Knight SJ (San Francisco VA Medical Center), Green GL (San Francisco VA Medical Center), Bertenthal D (San Francisco VA Medical Center), Chren MM (San Francisco VA Medical Center), Phillips KA (University of California, San Francisco)

Objectives:
Published clinical guidelines recommend screening for hereditary non-polyposis colon cancer (HNPCC) among those diagnosed with colon cancer and HNPCC-related cancers (e.g., stomach, renal pelvis) based on age at cancer diagnosis (50 and younger) and family history. We sought to understand documentation of guideline-adherent care for young veterans who would be expected to receive a genomic service (family history, genetic counseling, genetic testing) related to possible HNPCC.

Methods:
We used a retrospective cohort design including veterans age 50 and younger with diagnoses of colon cancer and HNPCC-related cancers.

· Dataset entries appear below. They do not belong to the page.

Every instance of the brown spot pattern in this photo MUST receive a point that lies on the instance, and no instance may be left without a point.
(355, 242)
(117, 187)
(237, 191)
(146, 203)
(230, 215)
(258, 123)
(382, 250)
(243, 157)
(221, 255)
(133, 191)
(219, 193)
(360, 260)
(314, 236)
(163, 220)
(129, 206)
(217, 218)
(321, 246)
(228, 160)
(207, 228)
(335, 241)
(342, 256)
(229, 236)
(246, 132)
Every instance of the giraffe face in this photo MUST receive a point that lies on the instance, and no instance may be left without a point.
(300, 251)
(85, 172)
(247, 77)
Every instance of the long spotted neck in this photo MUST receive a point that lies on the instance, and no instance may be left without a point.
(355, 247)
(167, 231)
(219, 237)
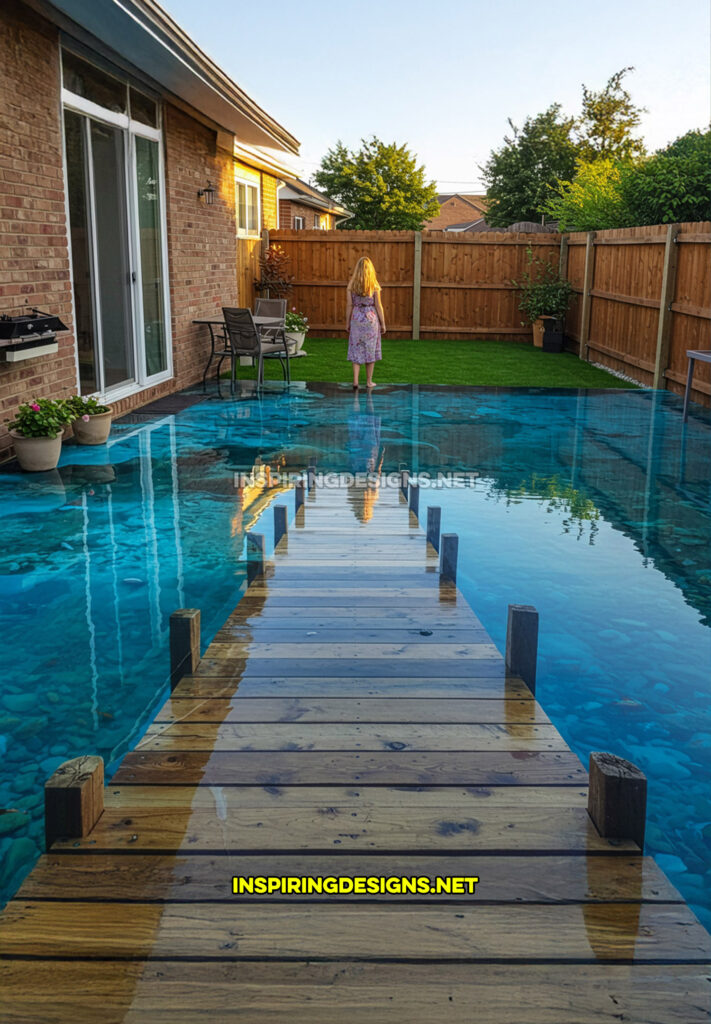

National VA administrative data were examined for evidence of ICD-9 and CPT coding for family history, genetic counseling, and any type of genetic/molecular analysis. Sources consisted of 2003 to 2007 VA administrative data including outpatient, inpatient, and non-VA files. Thirty charts from the San Francisco VA Medical Center were examined to provide evidence of validation of administrative data and to identify potential barriers to documentation.

Results:
Of veterans age 50 and younger diagnosed with colon cancer (n = 3,282), documentation of family history, genetic counseling, or any genetic/molecular analysis was present for 6.7%, 0.12%, and 2.71%, respectively. Among those with HNPCC-related cancers (n = 3,148), the rates for these services were 2.45%, 0.03%, and 2.26%, respectively. There were few differences in documentation of genomic services according to sociodemographic characteristics, with the exception of greater genetic/molecular analyses in those who were not married (p < 0.05) for both colon cancer and HNPCC-related cancers and greater documentation of family history in women for HNPCC-related cancers (p < 0.009). For those with colon cancer, those with greater comorbid conditions were more likely to have documentation of family history and genetic/molecular analyses (p < 0.001). Consistent with administrative data, medical records showed little documentation that HNPCC or other familial colon cancer had been considered consistently in patient care.

Implications:
While published guidelines recommend family history taking, genetic counseling, and in some cases genetic/molecular analysis based on colon cancer diagnosed at age 50 and younger, there is little documentation of these services in VA administrative data.

Impacts:
Additional work is needed to understand documentation of genomic services in VA before more extensive studies of utilization are conducted using VA administrative data.